Fannie Mae, Freddie Mac and Ginnie Mae. These may sound like great names for a hip hop group, but in the world of home buying they play a very serious role.
Fannie Mae, Ginnie Mae, and Freddie Mac are all government-sponsored mortgage companies. These private companies are referred to as "secondary market lenders" that back loans and set guidelines. Homeownership is more accessible because they back and secure home mortgage loans.
What's with the odd names?
If these names same odd to you, you are not the only one. Being able to explain what the names mean will make you seem a little smarter than the next guy. Many people in real estate refer to Fannie, Ginnie, and Freddie on a first-name basis without ever knowing the actual origin of the names.
With that being said, let's dive in!
The Federal National Mortgage Association which is known as Fannie Mae. This came from the acronym FNMA. Fannie for the letters "FN" and Mae for "MA."
The Government National Mortgage Association which is known as Ginnie Mae, came from its acronym GNMA. Ginnie from "GN" and Mae from "MA."
Freddie Mac is less obvious than the other two. Similar to Fannie and Ginnie, Freddie Mac, or Federal Home Loan Mortgage Corporation, was derived from its acronym FHLMC. Freddie, from "F" and Mac from "MC." It seems the jury is still out on as to why letters "HL" were left out. So much so that in 1997 the company abandoned the acronym FHLMC altogether to officially become just Freddie Mac.

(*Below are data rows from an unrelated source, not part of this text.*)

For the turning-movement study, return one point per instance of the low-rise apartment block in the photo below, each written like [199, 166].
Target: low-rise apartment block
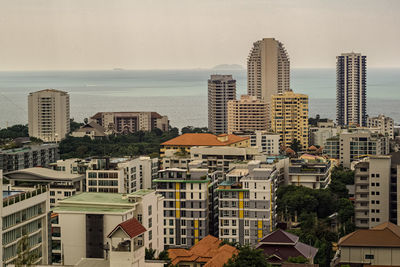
[310, 171]
[131, 122]
[85, 220]
[24, 218]
[266, 142]
[376, 190]
[385, 124]
[121, 175]
[184, 142]
[351, 146]
[186, 205]
[289, 118]
[247, 203]
[61, 185]
[247, 114]
[28, 156]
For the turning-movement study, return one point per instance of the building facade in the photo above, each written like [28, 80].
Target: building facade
[266, 142]
[385, 124]
[247, 204]
[372, 191]
[85, 220]
[351, 86]
[121, 175]
[48, 115]
[351, 146]
[131, 122]
[310, 171]
[28, 156]
[268, 69]
[247, 114]
[24, 215]
[221, 89]
[186, 205]
[289, 118]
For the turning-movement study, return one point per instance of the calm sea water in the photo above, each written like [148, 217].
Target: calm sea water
[179, 94]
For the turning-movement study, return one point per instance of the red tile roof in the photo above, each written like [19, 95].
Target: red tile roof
[207, 251]
[131, 227]
[204, 139]
[280, 245]
[383, 235]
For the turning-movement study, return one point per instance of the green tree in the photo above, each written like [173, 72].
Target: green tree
[24, 256]
[248, 257]
[149, 254]
[73, 125]
[298, 259]
[296, 145]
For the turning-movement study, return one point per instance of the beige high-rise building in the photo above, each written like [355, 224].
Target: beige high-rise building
[48, 115]
[221, 89]
[289, 118]
[268, 69]
[247, 114]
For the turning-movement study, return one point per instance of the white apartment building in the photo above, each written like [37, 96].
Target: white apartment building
[221, 89]
[186, 205]
[385, 124]
[24, 215]
[61, 185]
[310, 171]
[48, 115]
[266, 142]
[121, 175]
[268, 69]
[247, 203]
[85, 220]
[372, 182]
[351, 91]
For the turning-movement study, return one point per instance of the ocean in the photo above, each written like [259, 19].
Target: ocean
[179, 94]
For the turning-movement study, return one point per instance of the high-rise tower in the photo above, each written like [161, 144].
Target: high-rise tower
[221, 89]
[351, 95]
[268, 69]
[48, 115]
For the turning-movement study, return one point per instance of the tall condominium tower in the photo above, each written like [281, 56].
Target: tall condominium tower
[221, 89]
[247, 114]
[289, 118]
[268, 69]
[351, 99]
[48, 115]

2. What is the different about Freddie, Fannie and Ginnie?
Fannie Mae, Freddie Mac, and Ginnie Mae are all government-sponsored mortgage companies, but each have a different purpose and serve different homebuyers.
Fannie Mae was created in 1938 as part of FDR's New Deal, in an effort to secure mortgages via what are called mortgage-backed securities. Mortgage-backed securities are packaged mortgage loans that are then sold to investors.
The creation of Fannie Mae and Mortgage-backed securities helped increase the number of lenders, as lenders no longer need to rely on personal or private funding for home mortgage loans.
This helped open the doors of homeownership, as mortgage loans became more accessible.
Ginnie Mae was established in 1968 in an effort to make owning a home more obtainable for more people via increased accessibility to mortgage loans. Ginnie Mae is an extension of the department of housing and urban Development, also known as "HUD". Ginnie Mae specifically deals with non-conventional loans such as FHA loans, VA loans, and USDA loans, also known as government-insured loans.
Freddie Mac is sometimes referred to as the sister organization of Fannie Mae. Freddie Mac was created in 1970 to continue the expansion of secondary market lenders along with Fannie Mae.
What sets Freddie Mac and Fannie Mae apart? Freddie Mac purchases home mortgage loans from smaller banks and lenders whereas typically, Fannie Mae purchases home mortgage loans from commercial banks, or big banks.
Additionally, Fannie Mae and Freddie Mac loans are typically conventional loans, which are not insured by the government.
3. How is all this relevant to your average homeowner?
Similar to any lender or financial institution, the financial stability and health of Fannie Mae, Freddie Mac and Ginnie Mae has a direct impact on homebuyers. When these organizations decline, homeownership becomes more difficult.
Fannie Mae and Freddie Mac are not only secondary market lenders, but these organizations also set regulations and guidelines for mortgages that depository and non-depository institutions have to abide by.
By "depository" as in commercial banks and by "non-depository" as in direct lenders.
It is smart to stay informed on not only the financial health of Fannie Mae and Freddie Mac, but also any updates they make to regulations, as it will likely impact both the terms and accessibility for future and/or current mortgage.